Krapp’s Last Tape is such a peculiar challenge for an actor. There is something about seeing it again, in the home of new writing, that reveals its experimentalism. This is a play set in the future that sifts desperately through the past; a performance where the star has delivered the bulk of the dialogue (for the audio recording) before even getting on stage; a conversation of sorts between one character at different ages.

Krapp chastises himself, as does Simpe-Asante’s Godot. But Oldman nails how he also eternally kids himself, even while boastfully detecting a “false ring” in his own voice: “With all this darkness round me I feel less alone,” he says, wavering as he adds: “In a way.” Oldman’s countenance is of a man poleaxed by images rearing up from his past and Beckett’s descriptions make time stand still: the funereal sight of the “big black hooded perambulator”, the feel of the dog’s “small, old, black, hard, solid rubber ball”, the woman with transfixing eyes like “chrysolite!” – the same sort of spellbinding gaze that the great Krapps have cast on audiences.

The young Godot is run ragged by his never-ending to-do list; Krapp fills the empty days with the tapes listed in his old ledger. Godot assures us he has places to go; Krapp’s land could be as uninhabited – almost apocalyptically – as it seemed to him 30 years earlier.

Oldman’s direction delicately captures a sense of nightfall, with the dying moments of Malcolm Rippeth’s lighting design creating a terrible pathos.

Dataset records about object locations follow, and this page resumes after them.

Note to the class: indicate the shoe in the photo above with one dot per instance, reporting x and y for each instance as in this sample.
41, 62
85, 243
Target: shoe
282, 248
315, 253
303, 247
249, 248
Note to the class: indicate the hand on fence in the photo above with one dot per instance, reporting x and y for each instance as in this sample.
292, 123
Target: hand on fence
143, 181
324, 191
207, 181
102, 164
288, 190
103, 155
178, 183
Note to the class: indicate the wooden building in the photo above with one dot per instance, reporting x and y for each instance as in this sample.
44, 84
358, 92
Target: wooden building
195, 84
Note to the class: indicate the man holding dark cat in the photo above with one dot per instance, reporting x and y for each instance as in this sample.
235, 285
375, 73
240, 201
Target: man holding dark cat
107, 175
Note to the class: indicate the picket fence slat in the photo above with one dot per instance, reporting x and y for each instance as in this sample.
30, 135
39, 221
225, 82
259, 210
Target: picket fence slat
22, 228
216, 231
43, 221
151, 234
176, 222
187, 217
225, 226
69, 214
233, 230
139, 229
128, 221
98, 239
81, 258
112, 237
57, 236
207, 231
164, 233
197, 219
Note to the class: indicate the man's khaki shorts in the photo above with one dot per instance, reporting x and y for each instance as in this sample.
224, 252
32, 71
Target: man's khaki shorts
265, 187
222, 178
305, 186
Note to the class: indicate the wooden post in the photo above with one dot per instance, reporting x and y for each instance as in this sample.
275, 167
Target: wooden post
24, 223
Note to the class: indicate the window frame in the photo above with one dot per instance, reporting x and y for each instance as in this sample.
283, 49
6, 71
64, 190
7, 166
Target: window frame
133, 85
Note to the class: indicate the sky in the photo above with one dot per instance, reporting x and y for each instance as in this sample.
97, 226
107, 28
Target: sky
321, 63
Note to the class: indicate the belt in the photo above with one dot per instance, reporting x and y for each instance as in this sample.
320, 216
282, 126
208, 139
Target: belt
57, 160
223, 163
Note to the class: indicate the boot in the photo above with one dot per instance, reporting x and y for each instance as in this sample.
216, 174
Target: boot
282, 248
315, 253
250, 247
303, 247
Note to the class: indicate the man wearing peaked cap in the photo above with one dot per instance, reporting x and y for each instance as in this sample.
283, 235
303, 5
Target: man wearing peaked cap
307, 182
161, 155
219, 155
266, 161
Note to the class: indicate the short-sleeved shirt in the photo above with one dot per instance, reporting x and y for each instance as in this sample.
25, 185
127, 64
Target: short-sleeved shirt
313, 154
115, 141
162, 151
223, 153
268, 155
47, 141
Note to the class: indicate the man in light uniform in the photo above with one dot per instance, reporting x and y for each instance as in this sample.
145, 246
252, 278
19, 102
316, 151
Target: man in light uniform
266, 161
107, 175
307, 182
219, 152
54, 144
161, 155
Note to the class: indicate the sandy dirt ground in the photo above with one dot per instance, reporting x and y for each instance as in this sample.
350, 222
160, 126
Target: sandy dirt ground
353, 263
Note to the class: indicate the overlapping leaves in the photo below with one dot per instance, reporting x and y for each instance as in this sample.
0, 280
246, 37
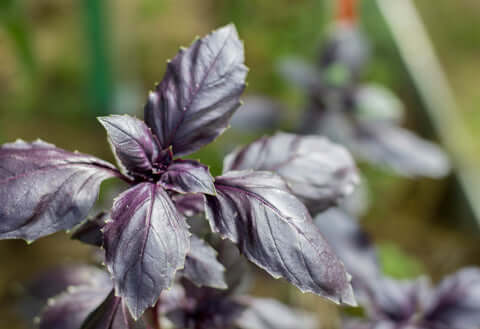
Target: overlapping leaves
145, 235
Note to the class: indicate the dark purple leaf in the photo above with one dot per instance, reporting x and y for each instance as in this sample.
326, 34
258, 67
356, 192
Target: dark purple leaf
132, 142
238, 274
351, 244
204, 308
188, 176
315, 169
146, 243
171, 299
55, 281
189, 204
112, 314
456, 302
90, 232
70, 309
275, 231
199, 93
202, 266
265, 313
44, 189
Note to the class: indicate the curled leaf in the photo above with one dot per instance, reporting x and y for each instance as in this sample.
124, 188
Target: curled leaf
199, 93
71, 308
351, 244
317, 171
456, 302
145, 243
202, 266
132, 142
112, 314
274, 230
44, 189
90, 232
188, 176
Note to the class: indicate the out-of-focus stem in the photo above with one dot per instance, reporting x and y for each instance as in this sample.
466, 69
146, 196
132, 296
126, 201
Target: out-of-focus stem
347, 11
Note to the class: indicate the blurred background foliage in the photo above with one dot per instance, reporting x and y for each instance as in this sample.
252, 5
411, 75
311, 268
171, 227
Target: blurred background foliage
62, 63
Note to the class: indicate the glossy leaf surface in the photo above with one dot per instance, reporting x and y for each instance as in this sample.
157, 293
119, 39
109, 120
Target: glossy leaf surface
351, 244
316, 170
44, 189
274, 230
146, 243
202, 266
90, 232
132, 142
112, 314
71, 308
199, 93
188, 176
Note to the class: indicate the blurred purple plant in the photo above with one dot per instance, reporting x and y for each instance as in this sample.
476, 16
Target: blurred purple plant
400, 304
146, 238
363, 117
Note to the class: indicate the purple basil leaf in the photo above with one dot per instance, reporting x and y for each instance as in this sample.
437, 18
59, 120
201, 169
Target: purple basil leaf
188, 176
189, 204
202, 267
55, 281
70, 309
44, 189
398, 300
203, 308
112, 314
317, 171
199, 93
275, 231
265, 313
145, 243
351, 244
132, 142
456, 302
90, 232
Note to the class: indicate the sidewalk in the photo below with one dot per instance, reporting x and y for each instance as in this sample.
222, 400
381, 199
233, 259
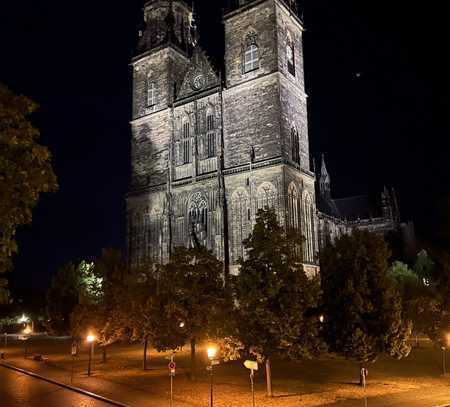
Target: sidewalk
313, 383
96, 384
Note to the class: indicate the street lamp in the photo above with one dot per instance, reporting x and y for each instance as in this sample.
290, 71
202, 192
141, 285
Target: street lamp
212, 352
90, 339
445, 344
27, 331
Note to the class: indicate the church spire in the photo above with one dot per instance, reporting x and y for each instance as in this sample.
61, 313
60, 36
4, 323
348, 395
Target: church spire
325, 180
194, 28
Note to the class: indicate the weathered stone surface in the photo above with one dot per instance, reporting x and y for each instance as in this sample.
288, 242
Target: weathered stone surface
202, 154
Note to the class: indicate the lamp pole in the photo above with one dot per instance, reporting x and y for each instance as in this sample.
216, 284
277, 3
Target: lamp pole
90, 340
212, 351
444, 367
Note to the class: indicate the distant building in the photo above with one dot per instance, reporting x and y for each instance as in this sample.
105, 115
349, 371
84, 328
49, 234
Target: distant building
209, 150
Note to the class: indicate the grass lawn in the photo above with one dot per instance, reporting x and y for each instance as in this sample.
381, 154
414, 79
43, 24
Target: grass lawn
305, 383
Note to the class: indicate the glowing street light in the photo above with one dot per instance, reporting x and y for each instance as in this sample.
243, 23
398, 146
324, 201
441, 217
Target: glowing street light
211, 352
91, 340
23, 319
27, 331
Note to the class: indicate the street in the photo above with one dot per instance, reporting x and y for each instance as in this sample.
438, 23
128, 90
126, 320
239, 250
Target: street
17, 389
419, 398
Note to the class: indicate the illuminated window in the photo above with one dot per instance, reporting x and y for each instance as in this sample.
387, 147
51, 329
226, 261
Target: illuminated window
186, 144
151, 94
251, 58
210, 137
290, 55
295, 144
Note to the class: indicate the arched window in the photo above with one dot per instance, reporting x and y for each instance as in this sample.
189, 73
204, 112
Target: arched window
155, 235
293, 211
186, 151
251, 58
151, 93
251, 53
290, 56
240, 212
198, 218
308, 228
295, 144
210, 136
267, 196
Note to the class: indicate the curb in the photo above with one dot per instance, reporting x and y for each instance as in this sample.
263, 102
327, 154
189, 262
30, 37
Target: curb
66, 386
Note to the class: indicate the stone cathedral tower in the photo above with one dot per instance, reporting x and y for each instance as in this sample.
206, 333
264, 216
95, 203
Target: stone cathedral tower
210, 149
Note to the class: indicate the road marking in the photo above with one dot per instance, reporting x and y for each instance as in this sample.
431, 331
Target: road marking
66, 386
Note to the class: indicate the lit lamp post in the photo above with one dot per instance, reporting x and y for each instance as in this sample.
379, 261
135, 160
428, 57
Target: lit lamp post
445, 344
27, 331
212, 352
90, 340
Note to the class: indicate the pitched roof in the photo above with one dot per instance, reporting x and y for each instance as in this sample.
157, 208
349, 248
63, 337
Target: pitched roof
199, 66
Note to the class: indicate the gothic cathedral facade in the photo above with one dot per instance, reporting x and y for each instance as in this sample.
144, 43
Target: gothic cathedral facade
210, 149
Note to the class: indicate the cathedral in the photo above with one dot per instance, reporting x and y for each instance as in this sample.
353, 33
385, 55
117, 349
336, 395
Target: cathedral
211, 148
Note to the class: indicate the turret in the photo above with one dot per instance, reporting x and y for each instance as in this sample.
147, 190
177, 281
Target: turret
325, 180
166, 22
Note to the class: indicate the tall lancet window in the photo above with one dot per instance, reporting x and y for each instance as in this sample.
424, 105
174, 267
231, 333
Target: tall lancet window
308, 227
198, 218
240, 223
210, 136
186, 150
290, 56
267, 196
295, 143
293, 212
251, 53
151, 93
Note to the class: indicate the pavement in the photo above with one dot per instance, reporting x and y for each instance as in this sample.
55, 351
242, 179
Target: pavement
18, 389
416, 398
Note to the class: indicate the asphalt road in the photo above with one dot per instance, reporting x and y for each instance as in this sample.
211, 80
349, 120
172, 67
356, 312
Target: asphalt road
17, 389
431, 398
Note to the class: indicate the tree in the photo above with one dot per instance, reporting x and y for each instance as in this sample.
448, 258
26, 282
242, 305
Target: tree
363, 309
104, 305
25, 172
62, 298
195, 282
159, 316
275, 297
424, 268
420, 300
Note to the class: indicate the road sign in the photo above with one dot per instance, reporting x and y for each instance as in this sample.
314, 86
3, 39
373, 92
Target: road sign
251, 365
74, 349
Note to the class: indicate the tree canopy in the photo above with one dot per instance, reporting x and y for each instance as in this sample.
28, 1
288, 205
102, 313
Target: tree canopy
363, 308
25, 171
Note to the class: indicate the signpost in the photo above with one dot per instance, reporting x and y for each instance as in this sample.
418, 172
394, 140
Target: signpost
74, 353
172, 369
253, 367
3, 354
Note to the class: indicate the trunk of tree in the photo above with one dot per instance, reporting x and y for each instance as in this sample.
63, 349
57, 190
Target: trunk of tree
193, 360
362, 375
144, 362
269, 378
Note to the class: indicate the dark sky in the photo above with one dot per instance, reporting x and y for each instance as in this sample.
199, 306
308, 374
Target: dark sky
376, 75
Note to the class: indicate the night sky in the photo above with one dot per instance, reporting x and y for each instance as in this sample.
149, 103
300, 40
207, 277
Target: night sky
376, 76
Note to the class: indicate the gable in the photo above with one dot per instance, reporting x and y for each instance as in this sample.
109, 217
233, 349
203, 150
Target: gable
200, 75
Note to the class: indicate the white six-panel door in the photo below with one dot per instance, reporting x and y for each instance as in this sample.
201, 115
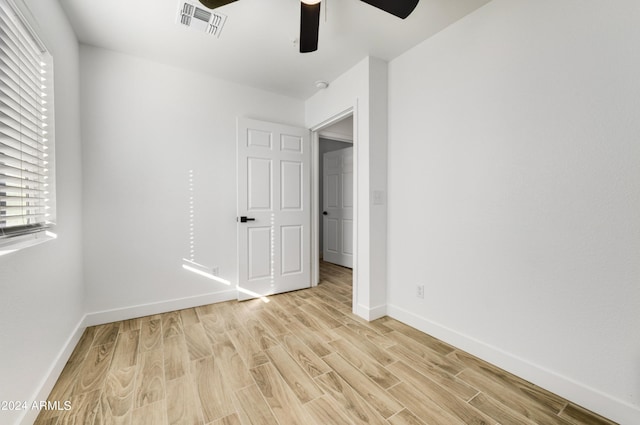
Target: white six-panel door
338, 207
274, 183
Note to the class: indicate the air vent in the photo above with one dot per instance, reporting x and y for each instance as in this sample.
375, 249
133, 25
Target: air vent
202, 20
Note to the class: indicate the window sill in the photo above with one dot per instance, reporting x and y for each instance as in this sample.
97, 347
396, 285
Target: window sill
21, 242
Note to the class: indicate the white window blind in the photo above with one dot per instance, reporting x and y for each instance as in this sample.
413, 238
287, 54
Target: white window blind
27, 192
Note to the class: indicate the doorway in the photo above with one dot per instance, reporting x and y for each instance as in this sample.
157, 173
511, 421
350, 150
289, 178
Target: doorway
334, 134
336, 202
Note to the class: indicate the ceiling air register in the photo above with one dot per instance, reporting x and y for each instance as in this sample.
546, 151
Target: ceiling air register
309, 16
200, 19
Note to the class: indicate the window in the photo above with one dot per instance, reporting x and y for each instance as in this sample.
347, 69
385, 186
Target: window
27, 188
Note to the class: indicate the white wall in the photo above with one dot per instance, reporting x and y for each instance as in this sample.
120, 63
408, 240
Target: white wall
363, 89
145, 126
513, 144
41, 292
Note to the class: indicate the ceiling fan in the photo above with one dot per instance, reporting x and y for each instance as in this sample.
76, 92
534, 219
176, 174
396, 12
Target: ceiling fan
310, 16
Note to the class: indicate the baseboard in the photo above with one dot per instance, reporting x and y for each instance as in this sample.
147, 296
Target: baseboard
371, 313
115, 315
45, 387
578, 393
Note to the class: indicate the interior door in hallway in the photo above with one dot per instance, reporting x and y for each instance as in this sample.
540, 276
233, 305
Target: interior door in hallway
274, 208
337, 212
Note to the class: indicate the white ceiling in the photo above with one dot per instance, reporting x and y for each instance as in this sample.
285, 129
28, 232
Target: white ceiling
256, 47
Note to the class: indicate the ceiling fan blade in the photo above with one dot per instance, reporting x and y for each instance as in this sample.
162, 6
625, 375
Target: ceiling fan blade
399, 8
212, 4
309, 26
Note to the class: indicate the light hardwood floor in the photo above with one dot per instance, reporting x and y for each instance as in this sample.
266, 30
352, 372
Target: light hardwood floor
302, 358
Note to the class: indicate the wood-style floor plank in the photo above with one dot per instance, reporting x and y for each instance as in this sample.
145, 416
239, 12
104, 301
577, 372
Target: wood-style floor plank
94, 369
374, 370
183, 408
405, 417
283, 402
298, 380
176, 357
150, 414
302, 358
252, 408
326, 412
215, 397
117, 400
458, 408
378, 398
356, 408
151, 335
150, 379
126, 351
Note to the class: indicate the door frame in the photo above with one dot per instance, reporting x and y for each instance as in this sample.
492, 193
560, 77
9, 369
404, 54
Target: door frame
315, 196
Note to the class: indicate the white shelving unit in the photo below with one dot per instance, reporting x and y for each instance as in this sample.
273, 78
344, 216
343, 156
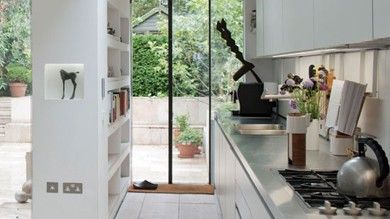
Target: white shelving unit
76, 141
118, 132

Krapp’s defining memory – this evening, at least – is of lying with a young woman on a punt, their romance wrecked: “We lay there without moving. But under us all moved, and moved us.” A stillness concealing tumult is exactly what Oldman’s expression captures as the machine whirs almost like lapping water, and he picks over what is left behind in life when the tide goes out.

I’m not sure if I could have dealt with watching a whole Endgame after Oldman’s painstaking performance. This new pairing works wonderfully but its three-week run swiftly sold out. Might I suggest a task for the top of the Court’s to-do list? Film it now so Oldman can join the ranks of the great Krapps on camera.